Photovoltaics Respond to a Solar Eclipse

Photovoltaics Respond to a Solar Eclipse

Author: John Uhlrich

Germany has become one of the leaders in incorporating renewable energy sources through its well-publicized energy transition movement or “Energiewende”. One of the most important challenges to the utilization of renewable energy (such as solar power) is the smoothing out of the electrical production so that we can continue to use electricity without interruption, even when the sun is not shining.

Sharp changes in energy production can cause grid instability or power disruption if other power sources are not able to compensate in real time. As the installed photovoltaic capacity in Germany has increased to 90 Gigawatts today (compared to just 1 Gigawatt during the last solar eclipse), the 2015 solar eclipse presented the German electrical grid with its biggest challenge up to this point.

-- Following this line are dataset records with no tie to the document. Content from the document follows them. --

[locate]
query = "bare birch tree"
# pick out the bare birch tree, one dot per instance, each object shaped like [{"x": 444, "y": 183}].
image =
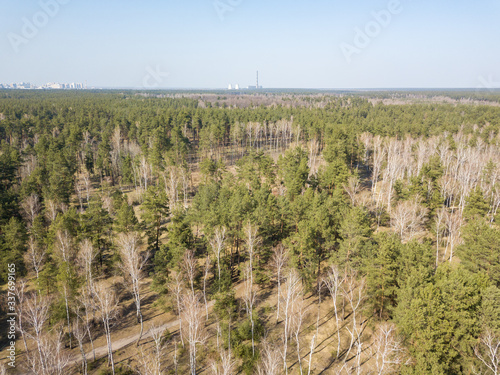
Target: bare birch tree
[
  {"x": 132, "y": 264},
  {"x": 150, "y": 361},
  {"x": 279, "y": 261},
  {"x": 107, "y": 302},
  {"x": 35, "y": 256},
  {"x": 189, "y": 264},
  {"x": 407, "y": 219},
  {"x": 31, "y": 207},
  {"x": 36, "y": 314},
  {"x": 194, "y": 320},
  {"x": 387, "y": 350},
  {"x": 217, "y": 244},
  {"x": 176, "y": 288},
  {"x": 292, "y": 291},
  {"x": 270, "y": 359},
  {"x": 333, "y": 282}
]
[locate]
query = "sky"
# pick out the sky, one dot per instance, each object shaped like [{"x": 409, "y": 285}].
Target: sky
[{"x": 293, "y": 44}]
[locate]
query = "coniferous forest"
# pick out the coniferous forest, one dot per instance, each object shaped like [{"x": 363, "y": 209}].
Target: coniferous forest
[{"x": 265, "y": 233}]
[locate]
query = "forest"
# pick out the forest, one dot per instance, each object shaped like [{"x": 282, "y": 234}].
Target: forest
[{"x": 262, "y": 233}]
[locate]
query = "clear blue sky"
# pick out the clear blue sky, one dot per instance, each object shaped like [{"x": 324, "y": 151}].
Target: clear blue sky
[{"x": 293, "y": 43}]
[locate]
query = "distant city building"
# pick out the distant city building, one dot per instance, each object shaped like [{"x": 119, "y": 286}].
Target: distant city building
[{"x": 50, "y": 85}]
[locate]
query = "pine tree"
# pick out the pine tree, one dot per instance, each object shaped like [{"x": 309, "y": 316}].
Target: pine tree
[
  {"x": 480, "y": 251},
  {"x": 125, "y": 220}
]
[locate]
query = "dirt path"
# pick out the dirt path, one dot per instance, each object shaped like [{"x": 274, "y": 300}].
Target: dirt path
[{"x": 102, "y": 351}]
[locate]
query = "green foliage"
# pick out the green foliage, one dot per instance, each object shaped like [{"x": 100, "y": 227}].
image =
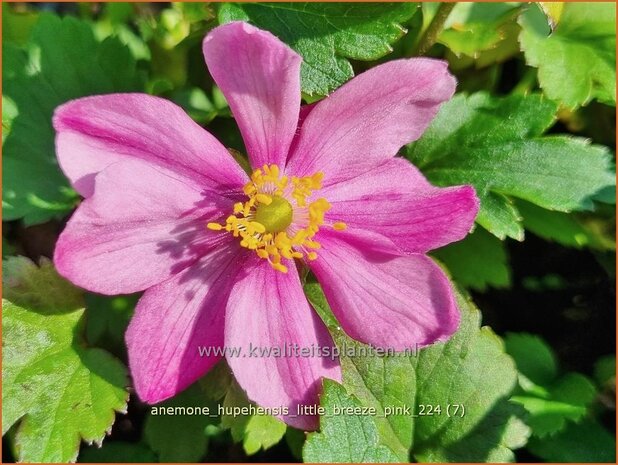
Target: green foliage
[
  {"x": 61, "y": 61},
  {"x": 470, "y": 373},
  {"x": 584, "y": 442},
  {"x": 180, "y": 437},
  {"x": 327, "y": 35},
  {"x": 61, "y": 384},
  {"x": 118, "y": 452},
  {"x": 577, "y": 60},
  {"x": 566, "y": 229},
  {"x": 551, "y": 400},
  {"x": 496, "y": 144},
  {"x": 60, "y": 390},
  {"x": 345, "y": 438},
  {"x": 478, "y": 261},
  {"x": 472, "y": 28},
  {"x": 254, "y": 431},
  {"x": 108, "y": 318}
]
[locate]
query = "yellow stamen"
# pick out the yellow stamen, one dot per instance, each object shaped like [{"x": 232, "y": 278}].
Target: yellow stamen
[
  {"x": 280, "y": 217},
  {"x": 214, "y": 226}
]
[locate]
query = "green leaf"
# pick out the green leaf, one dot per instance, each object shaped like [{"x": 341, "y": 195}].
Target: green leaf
[
  {"x": 344, "y": 437},
  {"x": 255, "y": 431},
  {"x": 551, "y": 400},
  {"x": 605, "y": 371},
  {"x": 59, "y": 390},
  {"x": 199, "y": 105},
  {"x": 470, "y": 370},
  {"x": 478, "y": 261},
  {"x": 535, "y": 360},
  {"x": 563, "y": 228},
  {"x": 118, "y": 452},
  {"x": 496, "y": 145},
  {"x": 326, "y": 35},
  {"x": 566, "y": 400},
  {"x": 577, "y": 60},
  {"x": 108, "y": 318},
  {"x": 62, "y": 61},
  {"x": 472, "y": 28},
  {"x": 587, "y": 441},
  {"x": 180, "y": 437}
]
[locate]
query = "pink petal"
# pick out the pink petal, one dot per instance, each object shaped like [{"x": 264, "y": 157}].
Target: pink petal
[
  {"x": 367, "y": 120},
  {"x": 267, "y": 309},
  {"x": 93, "y": 132},
  {"x": 143, "y": 224},
  {"x": 174, "y": 319},
  {"x": 395, "y": 200},
  {"x": 388, "y": 301},
  {"x": 260, "y": 78}
]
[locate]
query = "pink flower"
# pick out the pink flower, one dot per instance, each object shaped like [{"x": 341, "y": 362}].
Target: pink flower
[{"x": 168, "y": 210}]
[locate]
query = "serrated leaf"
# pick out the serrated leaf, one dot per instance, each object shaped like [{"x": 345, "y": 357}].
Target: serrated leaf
[
  {"x": 551, "y": 400},
  {"x": 500, "y": 216},
  {"x": 605, "y": 371},
  {"x": 472, "y": 28},
  {"x": 470, "y": 370},
  {"x": 478, "y": 261},
  {"x": 344, "y": 438},
  {"x": 496, "y": 144},
  {"x": 567, "y": 399},
  {"x": 534, "y": 358},
  {"x": 563, "y": 228},
  {"x": 584, "y": 442},
  {"x": 108, "y": 318},
  {"x": 327, "y": 35},
  {"x": 254, "y": 431},
  {"x": 118, "y": 452},
  {"x": 577, "y": 60},
  {"x": 59, "y": 390},
  {"x": 62, "y": 61},
  {"x": 180, "y": 437}
]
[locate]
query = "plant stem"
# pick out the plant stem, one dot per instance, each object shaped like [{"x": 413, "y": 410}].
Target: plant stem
[{"x": 435, "y": 27}]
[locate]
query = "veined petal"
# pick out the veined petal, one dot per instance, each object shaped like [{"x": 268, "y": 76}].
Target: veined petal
[
  {"x": 388, "y": 301},
  {"x": 396, "y": 201},
  {"x": 367, "y": 120},
  {"x": 267, "y": 309},
  {"x": 260, "y": 78},
  {"x": 94, "y": 132},
  {"x": 143, "y": 224},
  {"x": 179, "y": 324}
]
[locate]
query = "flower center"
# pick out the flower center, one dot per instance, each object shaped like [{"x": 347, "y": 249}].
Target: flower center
[
  {"x": 276, "y": 216},
  {"x": 280, "y": 217}
]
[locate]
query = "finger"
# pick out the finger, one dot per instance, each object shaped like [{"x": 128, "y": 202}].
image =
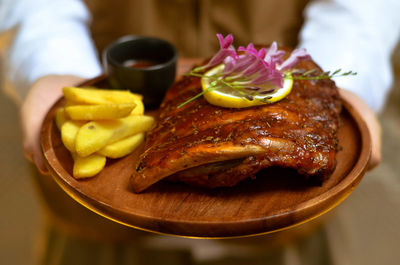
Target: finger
[{"x": 41, "y": 165}]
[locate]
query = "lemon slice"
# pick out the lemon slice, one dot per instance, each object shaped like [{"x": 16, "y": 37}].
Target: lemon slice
[{"x": 229, "y": 98}]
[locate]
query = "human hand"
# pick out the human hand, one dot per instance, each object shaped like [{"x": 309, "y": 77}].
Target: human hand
[
  {"x": 372, "y": 123},
  {"x": 42, "y": 95}
]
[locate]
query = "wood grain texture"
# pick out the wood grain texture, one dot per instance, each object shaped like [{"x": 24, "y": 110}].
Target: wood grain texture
[{"x": 276, "y": 200}]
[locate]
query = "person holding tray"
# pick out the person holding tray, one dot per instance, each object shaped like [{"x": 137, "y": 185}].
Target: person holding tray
[{"x": 52, "y": 47}]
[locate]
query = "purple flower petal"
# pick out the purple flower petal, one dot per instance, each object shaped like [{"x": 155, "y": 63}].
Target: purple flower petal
[
  {"x": 226, "y": 42},
  {"x": 274, "y": 56},
  {"x": 294, "y": 58}
]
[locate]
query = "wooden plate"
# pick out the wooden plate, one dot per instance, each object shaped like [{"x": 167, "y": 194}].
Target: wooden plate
[{"x": 276, "y": 200}]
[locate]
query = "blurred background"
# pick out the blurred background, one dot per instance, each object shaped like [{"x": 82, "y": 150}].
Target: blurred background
[{"x": 379, "y": 192}]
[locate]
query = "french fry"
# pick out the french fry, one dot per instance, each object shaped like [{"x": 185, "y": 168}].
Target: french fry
[
  {"x": 139, "y": 109},
  {"x": 95, "y": 135},
  {"x": 61, "y": 117},
  {"x": 71, "y": 103},
  {"x": 69, "y": 131},
  {"x": 86, "y": 167},
  {"x": 99, "y": 112},
  {"x": 122, "y": 147},
  {"x": 99, "y": 96}
]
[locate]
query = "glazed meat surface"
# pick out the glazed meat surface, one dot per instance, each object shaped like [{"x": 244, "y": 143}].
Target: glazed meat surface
[{"x": 205, "y": 145}]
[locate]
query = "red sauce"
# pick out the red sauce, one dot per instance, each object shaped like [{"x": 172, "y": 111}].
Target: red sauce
[{"x": 139, "y": 63}]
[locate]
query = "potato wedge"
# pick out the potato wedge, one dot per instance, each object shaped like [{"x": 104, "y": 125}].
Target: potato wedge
[
  {"x": 71, "y": 103},
  {"x": 69, "y": 131},
  {"x": 99, "y": 96},
  {"x": 86, "y": 167},
  {"x": 99, "y": 112},
  {"x": 122, "y": 147},
  {"x": 95, "y": 135},
  {"x": 139, "y": 109},
  {"x": 61, "y": 117}
]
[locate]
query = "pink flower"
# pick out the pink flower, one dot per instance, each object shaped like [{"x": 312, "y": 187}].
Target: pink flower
[
  {"x": 295, "y": 57},
  {"x": 226, "y": 50},
  {"x": 274, "y": 56}
]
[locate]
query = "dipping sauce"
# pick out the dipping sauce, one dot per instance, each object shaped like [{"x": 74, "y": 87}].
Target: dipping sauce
[{"x": 139, "y": 63}]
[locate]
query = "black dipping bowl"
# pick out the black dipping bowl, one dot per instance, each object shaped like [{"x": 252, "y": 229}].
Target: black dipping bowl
[{"x": 143, "y": 65}]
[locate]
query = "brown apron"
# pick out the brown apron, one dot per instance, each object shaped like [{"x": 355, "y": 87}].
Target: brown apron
[{"x": 191, "y": 25}]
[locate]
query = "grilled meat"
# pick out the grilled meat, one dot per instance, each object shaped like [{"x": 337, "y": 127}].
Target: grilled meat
[{"x": 210, "y": 146}]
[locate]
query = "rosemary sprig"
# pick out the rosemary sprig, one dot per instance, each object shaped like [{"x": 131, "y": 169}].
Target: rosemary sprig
[
  {"x": 249, "y": 91},
  {"x": 325, "y": 75}
]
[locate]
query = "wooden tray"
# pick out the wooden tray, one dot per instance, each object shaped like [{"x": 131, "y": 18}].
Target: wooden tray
[{"x": 276, "y": 200}]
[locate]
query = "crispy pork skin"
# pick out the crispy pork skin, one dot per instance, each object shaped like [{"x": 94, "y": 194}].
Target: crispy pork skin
[{"x": 211, "y": 146}]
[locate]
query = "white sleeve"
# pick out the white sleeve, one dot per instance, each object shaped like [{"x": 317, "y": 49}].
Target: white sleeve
[
  {"x": 355, "y": 35},
  {"x": 51, "y": 37}
]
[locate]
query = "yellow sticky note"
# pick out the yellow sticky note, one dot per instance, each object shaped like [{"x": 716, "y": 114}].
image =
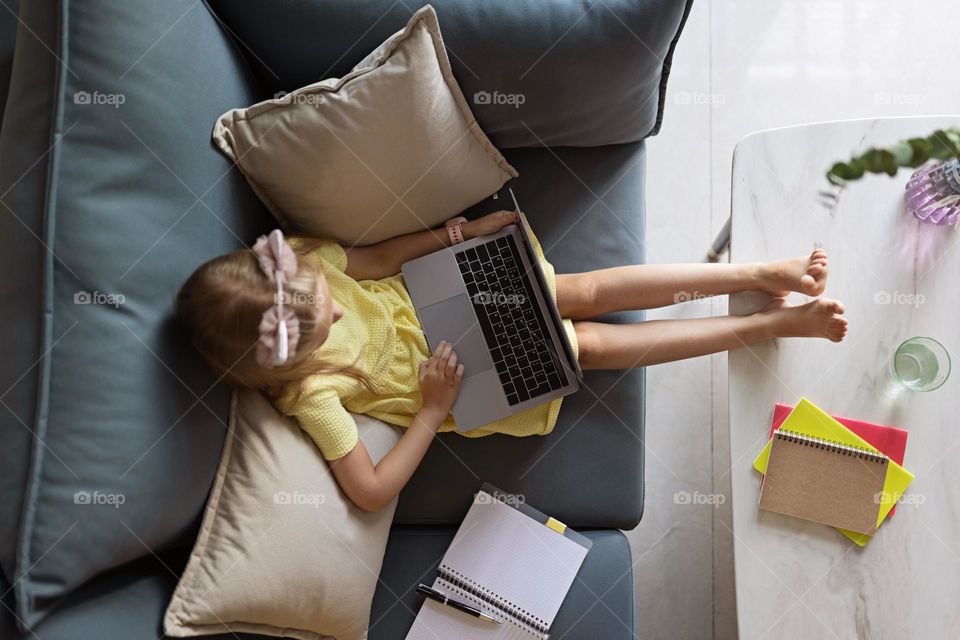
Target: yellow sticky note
[
  {"x": 556, "y": 525},
  {"x": 811, "y": 420}
]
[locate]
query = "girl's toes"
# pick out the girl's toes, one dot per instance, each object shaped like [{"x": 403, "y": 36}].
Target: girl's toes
[{"x": 809, "y": 284}]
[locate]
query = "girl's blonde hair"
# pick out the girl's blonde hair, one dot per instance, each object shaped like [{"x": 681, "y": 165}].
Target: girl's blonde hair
[{"x": 221, "y": 305}]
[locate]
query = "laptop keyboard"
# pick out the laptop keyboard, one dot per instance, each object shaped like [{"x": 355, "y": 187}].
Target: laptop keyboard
[{"x": 511, "y": 320}]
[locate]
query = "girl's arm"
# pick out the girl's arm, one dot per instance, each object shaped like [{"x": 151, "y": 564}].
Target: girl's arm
[
  {"x": 385, "y": 258},
  {"x": 372, "y": 487}
]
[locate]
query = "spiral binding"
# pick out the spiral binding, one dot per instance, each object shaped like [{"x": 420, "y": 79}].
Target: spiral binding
[
  {"x": 829, "y": 445},
  {"x": 531, "y": 623}
]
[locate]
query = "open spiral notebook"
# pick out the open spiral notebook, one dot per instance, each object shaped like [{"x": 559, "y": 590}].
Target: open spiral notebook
[{"x": 511, "y": 561}]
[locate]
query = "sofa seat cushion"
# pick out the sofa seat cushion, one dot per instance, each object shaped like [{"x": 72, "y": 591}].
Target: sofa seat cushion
[
  {"x": 562, "y": 72},
  {"x": 599, "y": 605},
  {"x": 111, "y": 424},
  {"x": 128, "y": 602},
  {"x": 586, "y": 206}
]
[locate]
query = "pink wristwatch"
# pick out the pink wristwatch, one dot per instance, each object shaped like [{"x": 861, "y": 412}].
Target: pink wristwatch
[{"x": 455, "y": 229}]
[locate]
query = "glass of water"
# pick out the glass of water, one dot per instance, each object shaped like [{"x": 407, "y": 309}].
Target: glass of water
[{"x": 920, "y": 364}]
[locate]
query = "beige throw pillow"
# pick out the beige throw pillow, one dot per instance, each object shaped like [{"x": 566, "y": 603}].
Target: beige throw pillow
[
  {"x": 282, "y": 552},
  {"x": 388, "y": 149}
]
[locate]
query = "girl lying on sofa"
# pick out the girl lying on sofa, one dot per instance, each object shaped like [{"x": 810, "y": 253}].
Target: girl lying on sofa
[{"x": 323, "y": 330}]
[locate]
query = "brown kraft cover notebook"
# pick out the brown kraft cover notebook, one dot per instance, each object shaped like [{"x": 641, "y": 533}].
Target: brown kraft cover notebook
[{"x": 823, "y": 481}]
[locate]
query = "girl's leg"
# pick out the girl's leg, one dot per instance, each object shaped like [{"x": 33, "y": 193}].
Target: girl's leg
[
  {"x": 612, "y": 346},
  {"x": 647, "y": 286}
]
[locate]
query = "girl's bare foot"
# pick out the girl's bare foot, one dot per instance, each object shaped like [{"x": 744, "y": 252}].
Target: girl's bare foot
[
  {"x": 820, "y": 318},
  {"x": 806, "y": 274}
]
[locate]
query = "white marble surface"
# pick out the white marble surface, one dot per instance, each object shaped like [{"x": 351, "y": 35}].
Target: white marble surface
[
  {"x": 898, "y": 278},
  {"x": 744, "y": 65}
]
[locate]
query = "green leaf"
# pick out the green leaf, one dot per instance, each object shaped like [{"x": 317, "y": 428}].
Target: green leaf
[
  {"x": 921, "y": 151},
  {"x": 902, "y": 153}
]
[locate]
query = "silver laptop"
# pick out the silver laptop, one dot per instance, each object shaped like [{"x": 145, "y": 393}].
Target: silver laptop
[{"x": 489, "y": 298}]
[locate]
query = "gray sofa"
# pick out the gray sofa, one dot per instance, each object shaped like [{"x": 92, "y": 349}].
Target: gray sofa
[{"x": 112, "y": 194}]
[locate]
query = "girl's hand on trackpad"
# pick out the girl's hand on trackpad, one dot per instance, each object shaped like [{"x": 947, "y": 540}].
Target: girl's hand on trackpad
[{"x": 440, "y": 376}]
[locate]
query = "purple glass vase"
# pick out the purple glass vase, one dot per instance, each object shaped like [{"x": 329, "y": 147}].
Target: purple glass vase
[{"x": 933, "y": 192}]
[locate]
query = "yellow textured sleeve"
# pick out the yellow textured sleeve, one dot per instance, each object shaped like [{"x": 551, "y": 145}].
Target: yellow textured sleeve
[
  {"x": 325, "y": 252},
  {"x": 321, "y": 414}
]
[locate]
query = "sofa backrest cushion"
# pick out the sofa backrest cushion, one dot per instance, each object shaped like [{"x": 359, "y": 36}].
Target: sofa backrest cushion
[
  {"x": 112, "y": 195},
  {"x": 558, "y": 72}
]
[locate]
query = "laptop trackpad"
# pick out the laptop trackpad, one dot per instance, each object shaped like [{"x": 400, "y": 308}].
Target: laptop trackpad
[{"x": 454, "y": 320}]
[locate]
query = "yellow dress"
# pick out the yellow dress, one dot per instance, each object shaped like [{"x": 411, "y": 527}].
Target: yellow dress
[{"x": 379, "y": 334}]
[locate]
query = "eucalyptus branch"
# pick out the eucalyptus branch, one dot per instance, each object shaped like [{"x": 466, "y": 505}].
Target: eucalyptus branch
[{"x": 940, "y": 145}]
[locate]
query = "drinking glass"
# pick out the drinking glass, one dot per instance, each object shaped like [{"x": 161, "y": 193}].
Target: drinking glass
[{"x": 920, "y": 364}]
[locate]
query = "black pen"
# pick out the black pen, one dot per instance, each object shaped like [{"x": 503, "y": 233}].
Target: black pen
[{"x": 442, "y": 598}]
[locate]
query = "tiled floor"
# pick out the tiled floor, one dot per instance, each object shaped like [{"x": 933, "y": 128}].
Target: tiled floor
[{"x": 744, "y": 65}]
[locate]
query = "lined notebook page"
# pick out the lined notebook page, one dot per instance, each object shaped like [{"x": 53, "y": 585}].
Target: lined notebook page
[
  {"x": 440, "y": 622},
  {"x": 514, "y": 558}
]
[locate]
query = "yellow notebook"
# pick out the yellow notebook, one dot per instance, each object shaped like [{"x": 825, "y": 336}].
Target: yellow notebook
[{"x": 809, "y": 419}]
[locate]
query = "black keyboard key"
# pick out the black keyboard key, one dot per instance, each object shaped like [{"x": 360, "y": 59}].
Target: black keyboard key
[{"x": 522, "y": 393}]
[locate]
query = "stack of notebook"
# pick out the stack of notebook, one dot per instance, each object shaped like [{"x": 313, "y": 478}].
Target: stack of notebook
[
  {"x": 509, "y": 561},
  {"x": 840, "y": 472}
]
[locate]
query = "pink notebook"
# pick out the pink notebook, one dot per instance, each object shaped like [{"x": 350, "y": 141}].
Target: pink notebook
[{"x": 890, "y": 440}]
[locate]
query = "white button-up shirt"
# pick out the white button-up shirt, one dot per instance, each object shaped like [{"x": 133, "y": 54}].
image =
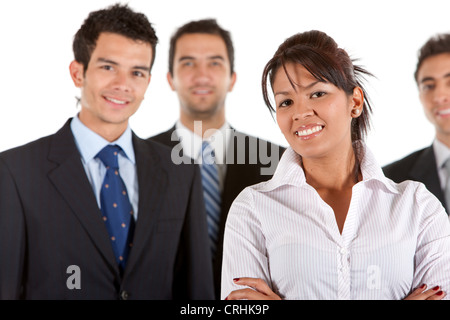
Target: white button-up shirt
[{"x": 395, "y": 237}]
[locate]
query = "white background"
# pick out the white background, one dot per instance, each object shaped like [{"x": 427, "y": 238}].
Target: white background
[{"x": 37, "y": 95}]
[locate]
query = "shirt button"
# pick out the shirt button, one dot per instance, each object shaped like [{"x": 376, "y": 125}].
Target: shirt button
[{"x": 124, "y": 295}]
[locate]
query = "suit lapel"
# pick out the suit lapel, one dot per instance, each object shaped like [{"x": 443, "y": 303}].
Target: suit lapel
[
  {"x": 153, "y": 184},
  {"x": 425, "y": 170},
  {"x": 70, "y": 179}
]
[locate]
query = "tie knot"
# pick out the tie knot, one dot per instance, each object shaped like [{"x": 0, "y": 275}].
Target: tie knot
[
  {"x": 208, "y": 155},
  {"x": 447, "y": 166},
  {"x": 109, "y": 156}
]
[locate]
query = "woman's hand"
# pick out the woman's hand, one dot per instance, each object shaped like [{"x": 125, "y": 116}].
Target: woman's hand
[
  {"x": 422, "y": 294},
  {"x": 259, "y": 290}
]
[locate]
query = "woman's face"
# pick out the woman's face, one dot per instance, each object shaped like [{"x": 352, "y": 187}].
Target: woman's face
[{"x": 314, "y": 116}]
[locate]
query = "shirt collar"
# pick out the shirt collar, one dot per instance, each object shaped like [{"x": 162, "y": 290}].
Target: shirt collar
[
  {"x": 192, "y": 143},
  {"x": 442, "y": 153},
  {"x": 290, "y": 172},
  {"x": 90, "y": 143}
]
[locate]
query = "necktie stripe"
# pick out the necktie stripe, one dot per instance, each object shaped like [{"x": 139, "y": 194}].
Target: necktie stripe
[
  {"x": 115, "y": 205},
  {"x": 211, "y": 192}
]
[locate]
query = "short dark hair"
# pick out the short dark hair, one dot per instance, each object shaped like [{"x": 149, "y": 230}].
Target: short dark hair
[
  {"x": 320, "y": 55},
  {"x": 439, "y": 43},
  {"x": 207, "y": 26},
  {"x": 119, "y": 19}
]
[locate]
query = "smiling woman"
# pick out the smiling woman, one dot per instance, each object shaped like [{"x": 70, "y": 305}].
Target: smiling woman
[{"x": 329, "y": 224}]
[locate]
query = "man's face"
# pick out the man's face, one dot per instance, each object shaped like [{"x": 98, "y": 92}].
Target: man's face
[
  {"x": 114, "y": 84},
  {"x": 433, "y": 80},
  {"x": 201, "y": 75}
]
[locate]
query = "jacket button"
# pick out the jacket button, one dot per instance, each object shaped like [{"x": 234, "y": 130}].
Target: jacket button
[{"x": 124, "y": 295}]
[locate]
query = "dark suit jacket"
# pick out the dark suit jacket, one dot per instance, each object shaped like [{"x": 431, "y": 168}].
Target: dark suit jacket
[
  {"x": 242, "y": 172},
  {"x": 50, "y": 220},
  {"x": 418, "y": 166}
]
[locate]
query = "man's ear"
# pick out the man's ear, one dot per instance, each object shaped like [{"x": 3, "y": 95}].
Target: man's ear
[
  {"x": 170, "y": 80},
  {"x": 358, "y": 102},
  {"x": 232, "y": 82},
  {"x": 77, "y": 73}
]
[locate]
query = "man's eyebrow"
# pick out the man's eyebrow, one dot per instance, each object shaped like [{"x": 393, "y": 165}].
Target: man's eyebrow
[
  {"x": 104, "y": 60},
  {"x": 193, "y": 58},
  {"x": 107, "y": 61},
  {"x": 447, "y": 75},
  {"x": 312, "y": 84}
]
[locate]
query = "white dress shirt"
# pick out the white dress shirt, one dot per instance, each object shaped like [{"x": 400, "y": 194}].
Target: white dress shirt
[
  {"x": 395, "y": 237},
  {"x": 442, "y": 154}
]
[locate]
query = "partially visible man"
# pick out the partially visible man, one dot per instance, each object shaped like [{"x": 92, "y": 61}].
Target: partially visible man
[
  {"x": 201, "y": 72},
  {"x": 430, "y": 165},
  {"x": 93, "y": 211}
]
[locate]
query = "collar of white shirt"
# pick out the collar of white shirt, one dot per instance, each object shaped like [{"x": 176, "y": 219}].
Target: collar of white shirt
[
  {"x": 90, "y": 143},
  {"x": 290, "y": 172}
]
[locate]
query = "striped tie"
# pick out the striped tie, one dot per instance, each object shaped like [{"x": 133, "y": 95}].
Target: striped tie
[{"x": 211, "y": 193}]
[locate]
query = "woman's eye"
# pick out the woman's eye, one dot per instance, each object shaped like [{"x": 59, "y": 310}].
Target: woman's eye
[
  {"x": 318, "y": 94},
  {"x": 285, "y": 103}
]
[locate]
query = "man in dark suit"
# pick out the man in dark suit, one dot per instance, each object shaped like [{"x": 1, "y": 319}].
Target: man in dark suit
[
  {"x": 55, "y": 237},
  {"x": 428, "y": 165},
  {"x": 201, "y": 72}
]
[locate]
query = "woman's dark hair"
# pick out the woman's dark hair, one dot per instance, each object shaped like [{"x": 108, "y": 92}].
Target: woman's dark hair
[
  {"x": 119, "y": 19},
  {"x": 205, "y": 26},
  {"x": 320, "y": 55}
]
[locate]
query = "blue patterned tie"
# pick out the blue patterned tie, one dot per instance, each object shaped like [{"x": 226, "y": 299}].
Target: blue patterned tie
[
  {"x": 115, "y": 205},
  {"x": 211, "y": 193}
]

According to a study by Sven Killinger and colleagues, Fraunhofer Institute for Solar Energy Systems, Freiburg, Germany, the German electrical power grid withstood the rapid changes in solar irradiation that resulted from the 2015 solar eclipse despite the disruption of energy production from photovoltaics. The results are based on a simulation that incorporated collected data from 160 photovoltaic installations throughout Germany and show that importing electrical power from neighboring countries is one of the most important factors for stabilizing the electrical grid with a high contribution from renewable energy technologies.

Thus the high incorporation of renewable energy sources in Germany passed its latest test, which bodes well for the global energy transition going forward, in spite of any celestial interference from the moon.